The Kremlin has prioritised sales to Africa, Asia and the Middle East, regions not directly subject to Western restrictions. In addition, during the recent New Delhi meeting in December with Prime Minister Narendra Modi, Putin signed a deal to sell its state of the art S-400 air defence missiles and agreed to jointly produce them in India, which wants them to protect its northern borders with Pakistan and China. Putin said more than 340 joint defence projects with 14 countries were under way or in development and announced additional state support measures for military exports covering 2026 to 2028.

Russia’s defence spending reached 7.3% of gross domestic product as of December 2025, according to official data, as the industry operates at wartime production levels to supply domestic demand.

 

Russian challenges US avionics 

One recent example where Russian military technology has caught up with that of the US is in avionics. 

Russia has developed and begun installing a domestically produced Traffic Collision Avoidance System (TCAS) and Terrain Awareness and Warning System (TAWS), marking what officials present as a breakthrough in aviation import substitution.

Until recently, the global market for these critical avionics modules was dominated by a single supplier, Collins Aerospace, part of US defence contractor Raytheon Technologies. Russia, like other countries, relied on the American company for the systems, which are essential for preventing mid-air collisions and controlled flight into terrain.

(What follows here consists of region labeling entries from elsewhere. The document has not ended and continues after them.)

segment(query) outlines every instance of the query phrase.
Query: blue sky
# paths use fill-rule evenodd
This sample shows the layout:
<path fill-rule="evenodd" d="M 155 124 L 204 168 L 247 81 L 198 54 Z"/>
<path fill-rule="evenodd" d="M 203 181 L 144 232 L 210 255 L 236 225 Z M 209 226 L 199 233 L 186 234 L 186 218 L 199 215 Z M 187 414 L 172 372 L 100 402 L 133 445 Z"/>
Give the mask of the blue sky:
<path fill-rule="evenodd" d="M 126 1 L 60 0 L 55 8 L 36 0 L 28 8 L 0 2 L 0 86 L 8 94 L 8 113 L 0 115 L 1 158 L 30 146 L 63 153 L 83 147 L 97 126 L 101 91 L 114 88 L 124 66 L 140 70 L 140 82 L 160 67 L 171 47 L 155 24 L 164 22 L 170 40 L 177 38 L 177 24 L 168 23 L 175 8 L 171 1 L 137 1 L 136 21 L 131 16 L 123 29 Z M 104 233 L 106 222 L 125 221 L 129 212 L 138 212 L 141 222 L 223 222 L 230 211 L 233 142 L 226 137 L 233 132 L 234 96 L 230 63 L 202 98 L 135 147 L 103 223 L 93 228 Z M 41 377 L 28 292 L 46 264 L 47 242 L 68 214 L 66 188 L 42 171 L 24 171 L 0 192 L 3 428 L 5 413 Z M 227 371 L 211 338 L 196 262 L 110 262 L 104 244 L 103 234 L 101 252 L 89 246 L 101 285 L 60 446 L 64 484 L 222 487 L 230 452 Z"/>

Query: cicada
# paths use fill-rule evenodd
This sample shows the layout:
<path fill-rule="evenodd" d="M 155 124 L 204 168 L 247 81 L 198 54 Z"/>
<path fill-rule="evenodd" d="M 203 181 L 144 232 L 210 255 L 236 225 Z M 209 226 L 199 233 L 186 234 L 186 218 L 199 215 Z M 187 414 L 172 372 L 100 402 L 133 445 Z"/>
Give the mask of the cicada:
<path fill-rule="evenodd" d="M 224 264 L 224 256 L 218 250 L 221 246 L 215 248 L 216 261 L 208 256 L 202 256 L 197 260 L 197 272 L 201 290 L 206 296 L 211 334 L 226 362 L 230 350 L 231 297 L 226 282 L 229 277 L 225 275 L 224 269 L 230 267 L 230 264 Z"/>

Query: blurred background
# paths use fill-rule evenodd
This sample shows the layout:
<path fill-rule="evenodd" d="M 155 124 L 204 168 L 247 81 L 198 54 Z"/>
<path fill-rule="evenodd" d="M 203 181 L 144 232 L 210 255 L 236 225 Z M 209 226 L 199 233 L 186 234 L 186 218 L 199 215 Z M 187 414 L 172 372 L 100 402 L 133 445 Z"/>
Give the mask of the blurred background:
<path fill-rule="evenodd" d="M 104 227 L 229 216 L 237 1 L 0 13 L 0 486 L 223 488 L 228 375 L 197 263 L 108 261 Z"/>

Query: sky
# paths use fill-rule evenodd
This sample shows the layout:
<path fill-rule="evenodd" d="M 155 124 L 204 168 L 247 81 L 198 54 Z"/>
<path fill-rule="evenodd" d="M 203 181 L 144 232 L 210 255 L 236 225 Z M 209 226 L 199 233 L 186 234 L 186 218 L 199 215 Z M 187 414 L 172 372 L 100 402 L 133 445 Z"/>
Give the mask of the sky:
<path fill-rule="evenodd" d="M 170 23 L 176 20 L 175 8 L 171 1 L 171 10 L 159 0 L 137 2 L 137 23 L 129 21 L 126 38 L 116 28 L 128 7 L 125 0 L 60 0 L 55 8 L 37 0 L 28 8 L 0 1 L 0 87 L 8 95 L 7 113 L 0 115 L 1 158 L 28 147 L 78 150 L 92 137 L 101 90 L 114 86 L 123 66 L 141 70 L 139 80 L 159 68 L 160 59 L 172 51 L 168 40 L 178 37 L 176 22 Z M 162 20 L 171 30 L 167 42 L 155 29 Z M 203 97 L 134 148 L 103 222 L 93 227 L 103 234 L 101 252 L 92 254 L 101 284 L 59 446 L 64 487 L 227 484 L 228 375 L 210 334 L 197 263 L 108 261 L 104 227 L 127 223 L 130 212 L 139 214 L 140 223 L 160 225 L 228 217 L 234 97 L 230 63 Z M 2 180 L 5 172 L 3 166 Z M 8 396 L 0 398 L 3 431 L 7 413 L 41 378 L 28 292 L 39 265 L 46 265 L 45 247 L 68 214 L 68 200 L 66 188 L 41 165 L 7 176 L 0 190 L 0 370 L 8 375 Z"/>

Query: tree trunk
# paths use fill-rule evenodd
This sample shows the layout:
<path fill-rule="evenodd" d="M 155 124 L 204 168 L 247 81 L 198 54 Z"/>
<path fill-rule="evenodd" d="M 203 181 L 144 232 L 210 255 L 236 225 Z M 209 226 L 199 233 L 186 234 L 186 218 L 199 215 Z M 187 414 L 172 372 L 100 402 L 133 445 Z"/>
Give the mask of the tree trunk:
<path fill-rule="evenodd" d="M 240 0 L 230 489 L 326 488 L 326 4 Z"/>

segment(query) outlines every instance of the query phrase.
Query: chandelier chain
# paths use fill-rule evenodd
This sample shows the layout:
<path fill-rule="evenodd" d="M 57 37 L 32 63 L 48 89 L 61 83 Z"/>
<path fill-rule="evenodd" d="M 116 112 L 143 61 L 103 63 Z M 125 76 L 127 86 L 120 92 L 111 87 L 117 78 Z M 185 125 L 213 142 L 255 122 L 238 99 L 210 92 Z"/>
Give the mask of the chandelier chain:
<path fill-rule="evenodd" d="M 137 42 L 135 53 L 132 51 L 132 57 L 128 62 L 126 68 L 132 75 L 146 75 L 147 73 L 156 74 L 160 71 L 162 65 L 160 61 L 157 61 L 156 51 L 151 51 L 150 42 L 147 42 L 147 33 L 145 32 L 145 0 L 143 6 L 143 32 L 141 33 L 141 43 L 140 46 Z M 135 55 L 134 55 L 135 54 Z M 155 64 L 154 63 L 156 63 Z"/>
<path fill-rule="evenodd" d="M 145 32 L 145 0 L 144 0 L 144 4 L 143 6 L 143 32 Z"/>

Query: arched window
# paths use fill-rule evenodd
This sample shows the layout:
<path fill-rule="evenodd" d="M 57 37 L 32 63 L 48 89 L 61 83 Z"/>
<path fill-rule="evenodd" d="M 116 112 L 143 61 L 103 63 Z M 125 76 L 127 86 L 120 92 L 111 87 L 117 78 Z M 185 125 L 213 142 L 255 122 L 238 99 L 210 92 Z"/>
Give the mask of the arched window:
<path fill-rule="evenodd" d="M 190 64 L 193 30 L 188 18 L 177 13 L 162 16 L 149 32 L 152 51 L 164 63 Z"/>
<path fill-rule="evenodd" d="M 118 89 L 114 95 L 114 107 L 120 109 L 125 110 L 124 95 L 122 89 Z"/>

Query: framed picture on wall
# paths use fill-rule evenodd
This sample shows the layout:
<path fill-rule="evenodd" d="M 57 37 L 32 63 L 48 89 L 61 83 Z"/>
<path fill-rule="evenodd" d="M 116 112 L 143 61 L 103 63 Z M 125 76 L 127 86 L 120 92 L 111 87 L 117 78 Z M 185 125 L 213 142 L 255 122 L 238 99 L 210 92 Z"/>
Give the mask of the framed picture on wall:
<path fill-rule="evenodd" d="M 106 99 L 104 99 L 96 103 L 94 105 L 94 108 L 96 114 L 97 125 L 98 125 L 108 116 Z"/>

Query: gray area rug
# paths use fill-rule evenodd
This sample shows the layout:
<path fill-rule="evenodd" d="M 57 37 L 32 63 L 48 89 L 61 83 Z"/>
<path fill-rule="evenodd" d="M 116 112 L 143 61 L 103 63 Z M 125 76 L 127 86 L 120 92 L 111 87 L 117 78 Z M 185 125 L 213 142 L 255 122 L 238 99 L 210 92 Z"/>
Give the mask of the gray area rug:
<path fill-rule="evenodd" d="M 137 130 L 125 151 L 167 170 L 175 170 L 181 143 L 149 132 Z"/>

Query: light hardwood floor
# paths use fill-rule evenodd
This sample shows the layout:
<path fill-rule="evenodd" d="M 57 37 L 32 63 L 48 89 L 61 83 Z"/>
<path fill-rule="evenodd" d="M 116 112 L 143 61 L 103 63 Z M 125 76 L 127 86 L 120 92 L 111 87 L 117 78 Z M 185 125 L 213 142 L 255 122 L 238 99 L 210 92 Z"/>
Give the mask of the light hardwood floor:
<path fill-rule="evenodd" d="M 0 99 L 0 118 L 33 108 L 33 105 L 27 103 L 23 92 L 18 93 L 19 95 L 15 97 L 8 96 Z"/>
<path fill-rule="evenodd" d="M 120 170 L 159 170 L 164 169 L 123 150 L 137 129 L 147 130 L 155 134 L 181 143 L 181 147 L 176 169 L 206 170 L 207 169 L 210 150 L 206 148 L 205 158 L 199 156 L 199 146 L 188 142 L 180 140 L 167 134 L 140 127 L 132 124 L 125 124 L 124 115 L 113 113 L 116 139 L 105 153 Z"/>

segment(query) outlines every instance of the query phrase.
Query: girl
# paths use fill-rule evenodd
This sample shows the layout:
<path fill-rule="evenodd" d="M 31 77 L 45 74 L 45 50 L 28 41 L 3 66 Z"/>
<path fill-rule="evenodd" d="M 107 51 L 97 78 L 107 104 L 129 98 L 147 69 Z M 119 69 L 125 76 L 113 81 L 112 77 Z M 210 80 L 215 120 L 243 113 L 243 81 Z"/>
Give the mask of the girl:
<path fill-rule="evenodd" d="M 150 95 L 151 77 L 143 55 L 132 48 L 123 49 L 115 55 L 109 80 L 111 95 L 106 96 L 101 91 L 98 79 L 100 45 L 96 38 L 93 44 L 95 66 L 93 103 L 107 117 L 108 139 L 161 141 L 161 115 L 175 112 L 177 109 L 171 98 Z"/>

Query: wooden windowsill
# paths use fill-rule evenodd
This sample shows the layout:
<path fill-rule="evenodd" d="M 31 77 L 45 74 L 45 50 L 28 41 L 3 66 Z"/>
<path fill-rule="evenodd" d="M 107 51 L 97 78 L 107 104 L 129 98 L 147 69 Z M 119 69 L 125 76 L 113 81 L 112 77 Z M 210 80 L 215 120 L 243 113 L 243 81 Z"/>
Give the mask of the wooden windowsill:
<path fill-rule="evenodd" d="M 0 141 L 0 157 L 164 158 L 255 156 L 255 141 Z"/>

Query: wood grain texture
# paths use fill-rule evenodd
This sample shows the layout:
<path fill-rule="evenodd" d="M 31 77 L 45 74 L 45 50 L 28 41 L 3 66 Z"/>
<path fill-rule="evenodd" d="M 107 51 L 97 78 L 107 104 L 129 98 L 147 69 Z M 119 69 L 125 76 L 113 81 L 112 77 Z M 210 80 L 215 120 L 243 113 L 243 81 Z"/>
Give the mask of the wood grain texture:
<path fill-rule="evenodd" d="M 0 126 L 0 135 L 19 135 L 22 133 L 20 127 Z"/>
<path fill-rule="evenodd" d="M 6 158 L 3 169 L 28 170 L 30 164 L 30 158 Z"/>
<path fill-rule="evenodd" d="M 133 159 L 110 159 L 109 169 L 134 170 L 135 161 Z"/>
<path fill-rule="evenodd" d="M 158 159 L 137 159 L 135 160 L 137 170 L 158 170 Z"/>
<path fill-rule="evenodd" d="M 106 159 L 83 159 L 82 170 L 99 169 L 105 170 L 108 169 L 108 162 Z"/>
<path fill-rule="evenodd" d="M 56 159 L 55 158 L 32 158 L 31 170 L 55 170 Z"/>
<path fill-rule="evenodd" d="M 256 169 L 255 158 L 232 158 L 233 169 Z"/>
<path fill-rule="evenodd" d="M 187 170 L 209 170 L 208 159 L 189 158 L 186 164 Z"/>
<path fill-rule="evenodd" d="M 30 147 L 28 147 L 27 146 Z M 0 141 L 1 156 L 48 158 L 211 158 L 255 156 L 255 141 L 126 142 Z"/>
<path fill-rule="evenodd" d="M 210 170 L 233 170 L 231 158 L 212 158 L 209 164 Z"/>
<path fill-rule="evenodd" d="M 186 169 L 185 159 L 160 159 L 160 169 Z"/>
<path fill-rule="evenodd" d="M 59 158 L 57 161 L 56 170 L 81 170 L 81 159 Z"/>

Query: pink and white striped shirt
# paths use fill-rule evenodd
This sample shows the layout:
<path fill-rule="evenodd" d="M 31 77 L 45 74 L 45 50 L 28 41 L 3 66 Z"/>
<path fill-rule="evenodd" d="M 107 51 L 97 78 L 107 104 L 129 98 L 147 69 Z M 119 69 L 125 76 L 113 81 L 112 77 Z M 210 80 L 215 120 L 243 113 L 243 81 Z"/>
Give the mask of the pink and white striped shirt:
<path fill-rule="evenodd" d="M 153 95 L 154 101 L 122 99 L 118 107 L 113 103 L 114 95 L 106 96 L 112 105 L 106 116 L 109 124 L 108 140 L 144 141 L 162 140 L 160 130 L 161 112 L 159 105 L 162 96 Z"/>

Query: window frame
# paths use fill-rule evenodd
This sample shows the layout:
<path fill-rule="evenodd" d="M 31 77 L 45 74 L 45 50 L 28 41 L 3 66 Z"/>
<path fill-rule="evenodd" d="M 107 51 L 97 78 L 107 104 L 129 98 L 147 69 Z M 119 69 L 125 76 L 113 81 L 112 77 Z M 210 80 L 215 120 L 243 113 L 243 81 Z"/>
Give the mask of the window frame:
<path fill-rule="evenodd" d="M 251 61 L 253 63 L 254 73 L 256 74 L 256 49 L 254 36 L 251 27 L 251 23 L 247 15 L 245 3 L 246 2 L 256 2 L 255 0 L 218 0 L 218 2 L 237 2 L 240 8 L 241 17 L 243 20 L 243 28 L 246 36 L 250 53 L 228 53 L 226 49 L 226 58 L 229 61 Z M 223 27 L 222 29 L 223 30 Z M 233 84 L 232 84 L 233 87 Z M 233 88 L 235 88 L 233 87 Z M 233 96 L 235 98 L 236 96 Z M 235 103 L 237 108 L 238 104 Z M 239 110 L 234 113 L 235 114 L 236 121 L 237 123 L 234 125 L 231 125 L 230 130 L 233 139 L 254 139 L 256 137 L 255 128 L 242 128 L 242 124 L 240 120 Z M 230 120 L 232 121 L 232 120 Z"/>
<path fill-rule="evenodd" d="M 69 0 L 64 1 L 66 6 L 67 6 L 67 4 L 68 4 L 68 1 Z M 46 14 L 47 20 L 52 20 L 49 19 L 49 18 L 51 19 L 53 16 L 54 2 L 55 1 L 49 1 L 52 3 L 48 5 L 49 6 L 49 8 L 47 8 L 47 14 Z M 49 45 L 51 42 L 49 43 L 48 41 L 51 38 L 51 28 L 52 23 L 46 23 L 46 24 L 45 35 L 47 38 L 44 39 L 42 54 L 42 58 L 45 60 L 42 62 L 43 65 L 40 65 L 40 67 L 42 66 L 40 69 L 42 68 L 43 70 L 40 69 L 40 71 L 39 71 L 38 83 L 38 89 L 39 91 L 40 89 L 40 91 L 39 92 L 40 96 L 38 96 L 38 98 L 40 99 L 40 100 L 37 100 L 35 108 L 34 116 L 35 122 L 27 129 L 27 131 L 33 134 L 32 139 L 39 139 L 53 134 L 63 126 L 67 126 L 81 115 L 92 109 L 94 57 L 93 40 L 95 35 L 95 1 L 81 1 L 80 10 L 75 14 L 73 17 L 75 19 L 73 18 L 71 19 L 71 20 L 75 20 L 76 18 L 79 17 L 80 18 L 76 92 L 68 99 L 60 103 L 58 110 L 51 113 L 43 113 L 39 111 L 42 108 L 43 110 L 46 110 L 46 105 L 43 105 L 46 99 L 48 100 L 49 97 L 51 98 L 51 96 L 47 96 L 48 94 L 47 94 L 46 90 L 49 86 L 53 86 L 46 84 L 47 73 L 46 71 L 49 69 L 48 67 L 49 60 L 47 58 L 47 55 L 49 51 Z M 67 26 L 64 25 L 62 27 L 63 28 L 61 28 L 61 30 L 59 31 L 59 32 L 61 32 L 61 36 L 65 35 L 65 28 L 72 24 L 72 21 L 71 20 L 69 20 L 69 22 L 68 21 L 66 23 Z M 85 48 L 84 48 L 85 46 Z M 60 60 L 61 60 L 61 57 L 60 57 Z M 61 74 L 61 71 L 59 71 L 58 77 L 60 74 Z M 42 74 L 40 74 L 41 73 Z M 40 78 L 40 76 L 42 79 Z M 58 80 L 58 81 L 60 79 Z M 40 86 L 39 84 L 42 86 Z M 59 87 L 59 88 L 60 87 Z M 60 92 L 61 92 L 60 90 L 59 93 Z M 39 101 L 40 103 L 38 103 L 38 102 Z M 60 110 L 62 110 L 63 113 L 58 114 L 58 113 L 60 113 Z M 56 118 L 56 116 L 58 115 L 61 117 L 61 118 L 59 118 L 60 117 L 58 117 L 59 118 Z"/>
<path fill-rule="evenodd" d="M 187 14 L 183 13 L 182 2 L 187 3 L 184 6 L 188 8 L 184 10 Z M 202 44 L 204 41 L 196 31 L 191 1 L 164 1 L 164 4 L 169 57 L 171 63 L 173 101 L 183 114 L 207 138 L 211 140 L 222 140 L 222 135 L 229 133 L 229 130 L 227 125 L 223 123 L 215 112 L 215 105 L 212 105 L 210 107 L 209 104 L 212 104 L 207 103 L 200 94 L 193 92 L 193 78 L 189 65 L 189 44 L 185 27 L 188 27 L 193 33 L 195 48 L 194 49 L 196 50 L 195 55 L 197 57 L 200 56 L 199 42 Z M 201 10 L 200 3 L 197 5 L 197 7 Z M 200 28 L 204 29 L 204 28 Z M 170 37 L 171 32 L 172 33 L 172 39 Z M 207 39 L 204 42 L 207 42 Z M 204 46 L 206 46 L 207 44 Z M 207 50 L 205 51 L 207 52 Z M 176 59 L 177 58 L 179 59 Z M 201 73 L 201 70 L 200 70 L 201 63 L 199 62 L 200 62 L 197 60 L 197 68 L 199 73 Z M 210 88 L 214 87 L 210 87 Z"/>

Russian engineers have now produced an indigenous alternative, making Russia one of only two countries manufacturing the combined module. The system is being fitted to the Tu-214 and other aircraft and has entered serial production, replacing earlier reliance on imported components.

The development is portrayed by Moscow as evidence that its aviation industry can complete the full production cycle domestically, from airframe to key onboard electronics. It also reflects a broader push to localise supply chains following Western sanctions imposed after the invasion of Ukraine, which restricted access to aerospace components.

Russian officials argue that establishing domestic production capacity for TCAS and TAWS removes a critical vulnerability in civil aviation and clears a path for scaling up output of Russian-built airliners.